Ralph Ellison – That I Had the Wings

Riley vede una mamma pettirosso che sta insegnando al proprio filgio a volare. Il piccolo inizialmente ha paura ma poi impara. Riley propone a Buster di andare su di un campanile della chiesa per vedere volare dei piccioni, ma Riley cade e si fa male; perciò sua zia Kate la rimprovera, anche perché lo aveva sentito cantare una canzone che esprimeva desideri di libertà e di potere (“Se io fossi il presidente degli Stati Uniti…”). La zia dice che è impossibile che un nero possa diventare presidente degli Stati Uniti e cerca di insegnare a Riley un canto religioso dove si parla di ali e di volo. Riley non canta e viene messo in castigo.

Ritroviamo la metafora della ali, i ragazzi sono come il pettirosso che sta imparando a volare, lo osservano nei suoi primi tentativi di volo e vorrebbero poter volara anche loro. L’azione si sposta all’interno del pollaio, i due bambini vogliono sfidare la legge della natura insegnando a volare ai gatti e ai pulcini; i bambini sanno che questi animali non possono volare, ma ci provano comunque, concludendo l’esperienza in modo tragico, con l’inutile sacrificio dei pulcini e la ferita di Riley, per la quale viene messo in castigo; dopo questo fatto Riley esprime il suo odio verso la zia, la quale rappresenta il legame con la schiavitù, perché non è in grado di leggere niente di positivo. Quando il bambino vede piangere la madre odia questa scena perché collega il pianto al dolore, però la mdre gli dice che piange per la felicità quando raggiunge l’esperienza mistica e la comunione con Dio.

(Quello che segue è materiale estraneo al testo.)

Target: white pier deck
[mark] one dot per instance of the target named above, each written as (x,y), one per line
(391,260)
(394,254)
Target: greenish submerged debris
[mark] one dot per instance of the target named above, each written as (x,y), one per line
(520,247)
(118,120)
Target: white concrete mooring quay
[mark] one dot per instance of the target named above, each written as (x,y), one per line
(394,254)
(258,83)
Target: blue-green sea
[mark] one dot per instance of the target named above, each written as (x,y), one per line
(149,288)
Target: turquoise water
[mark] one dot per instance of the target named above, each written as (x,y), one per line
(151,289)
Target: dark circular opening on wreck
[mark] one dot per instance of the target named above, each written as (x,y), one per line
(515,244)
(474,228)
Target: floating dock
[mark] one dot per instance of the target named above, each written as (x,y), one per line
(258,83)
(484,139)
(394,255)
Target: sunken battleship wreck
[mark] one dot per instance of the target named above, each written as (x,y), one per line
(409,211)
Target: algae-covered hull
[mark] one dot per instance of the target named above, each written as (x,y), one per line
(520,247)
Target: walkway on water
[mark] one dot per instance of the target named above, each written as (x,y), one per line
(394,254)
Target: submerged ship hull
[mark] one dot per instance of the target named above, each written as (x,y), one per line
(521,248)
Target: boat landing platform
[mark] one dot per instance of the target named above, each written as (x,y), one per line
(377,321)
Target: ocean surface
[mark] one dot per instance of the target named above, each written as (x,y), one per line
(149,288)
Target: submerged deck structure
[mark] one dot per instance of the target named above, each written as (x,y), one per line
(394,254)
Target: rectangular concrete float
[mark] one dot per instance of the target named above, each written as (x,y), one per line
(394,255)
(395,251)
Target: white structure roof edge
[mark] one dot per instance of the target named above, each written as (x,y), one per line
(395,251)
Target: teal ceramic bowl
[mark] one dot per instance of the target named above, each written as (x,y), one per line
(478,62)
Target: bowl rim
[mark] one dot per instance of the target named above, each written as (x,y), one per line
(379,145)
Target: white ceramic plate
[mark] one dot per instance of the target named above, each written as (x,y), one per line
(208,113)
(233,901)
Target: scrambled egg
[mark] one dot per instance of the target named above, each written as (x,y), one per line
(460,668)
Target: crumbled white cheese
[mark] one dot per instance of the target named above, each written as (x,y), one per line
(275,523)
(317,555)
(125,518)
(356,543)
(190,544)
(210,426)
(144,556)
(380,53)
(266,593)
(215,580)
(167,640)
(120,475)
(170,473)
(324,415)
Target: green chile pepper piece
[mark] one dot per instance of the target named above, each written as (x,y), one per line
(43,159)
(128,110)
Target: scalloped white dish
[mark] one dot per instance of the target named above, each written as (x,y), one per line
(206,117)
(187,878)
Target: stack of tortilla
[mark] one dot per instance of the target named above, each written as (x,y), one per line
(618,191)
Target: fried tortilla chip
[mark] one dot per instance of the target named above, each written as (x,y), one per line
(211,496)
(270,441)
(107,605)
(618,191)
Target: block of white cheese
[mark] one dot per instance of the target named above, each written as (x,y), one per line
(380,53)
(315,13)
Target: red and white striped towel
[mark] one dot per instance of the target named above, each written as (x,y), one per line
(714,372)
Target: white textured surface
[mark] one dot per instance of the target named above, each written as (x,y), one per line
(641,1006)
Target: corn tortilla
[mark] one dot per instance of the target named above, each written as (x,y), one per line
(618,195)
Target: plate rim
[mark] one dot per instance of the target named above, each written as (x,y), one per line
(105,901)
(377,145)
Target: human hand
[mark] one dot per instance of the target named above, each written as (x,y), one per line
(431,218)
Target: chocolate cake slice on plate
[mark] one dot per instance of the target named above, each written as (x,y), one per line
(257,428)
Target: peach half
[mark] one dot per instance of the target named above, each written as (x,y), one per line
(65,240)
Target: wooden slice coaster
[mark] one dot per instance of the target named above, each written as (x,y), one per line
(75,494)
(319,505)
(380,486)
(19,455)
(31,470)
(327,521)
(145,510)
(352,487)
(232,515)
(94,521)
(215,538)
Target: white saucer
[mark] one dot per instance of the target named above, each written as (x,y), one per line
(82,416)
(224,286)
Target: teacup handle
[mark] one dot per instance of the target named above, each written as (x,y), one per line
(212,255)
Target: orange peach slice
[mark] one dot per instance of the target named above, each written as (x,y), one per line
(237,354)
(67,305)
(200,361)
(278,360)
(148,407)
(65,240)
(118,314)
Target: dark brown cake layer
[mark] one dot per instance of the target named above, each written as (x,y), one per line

C’è un complesso di significati riuniti nel volo: il mito di Icaro che vuole superare le leggi umane; il volo come metafora religiosa (l’anima che vola verso Dio); la metafora del volo nell’ambito folkloristico afro – americano della liberazione dalla schiavitù. La parte centrale del racconto si svolge all’interno del pollaio, lì si gioca il riscatto folklorico, i bambini identificano il re del pollaio con un campione di pugilato: un gallo magnifico osservato con enorme ammirazione, e ne magnificano le gesta. I bambini cominciano ad improvvisare, il gallo diventa un personaggio mitico, ha una percezione molto alta, vede qualcosa che un bambino bianco vede tutti i giorni senza leggerne il significato che legge un bambino nero. Comincia a manifestarsi l’ansia di volare da parte dei bambini; Riley ha intenzione di insegnare a volare ad un gallo o ad un pulcino, un atto idiota ma l’ansia di libertá fa sì che il bambino trasferisca sull’animale il suo desiderio di libertà. C’è sempre il pettirosso nella percezione di Riley, il quale è condannato dalla zia perché il giorno prima aveva tentato di catturare dei piccioni per mangiarseli, sul campanile della chiesa e, cadendo, ha provato per la prima volta il brivido del volo. A pagina 47 Riley canta una canzone folklorica con elementi carichi di significato. La zia impartisce l’ordine di imparare le canzoni di chiesa in cui si parla dell’anima che vola verso Dio, con la metafora delle ali della colomba. Riley è stato rimproverato, ma pensa che quello che ha cantato non sia negativo, non capisce l’ostilità della zia. Riley modifica il canto religioso e continua a cantare, prende di mira un altro spiritual, la coda di questa canzone è derivato da una canzone folkloristica che ha come protagonisti degli animali. Riley e Buster conservano il loro spirito di liberazione, ridono anche se sono stati castigati. La figura del gallo è carica di valore, i due bambini ne hanno fatto un’immagine eroica. In Buster e Riley troviamo l’assimilazione della cultura di massa.

Questo racconto del 1943, in cui c’è molto dialogo, è scritto in un periodo in cui il cinema è diffusissimo nell’ambiente del Sud – Ovest, che è estremamente povero ma subisce comunque le influenze della cultura bianca. I bambini hanno accesso ad una nuova cultura e ad un mondo a loro proibito, al quale non potrebbero accedere. È un racconto realistico in cui ci sono riferimenti al cinema e agli aeroplani.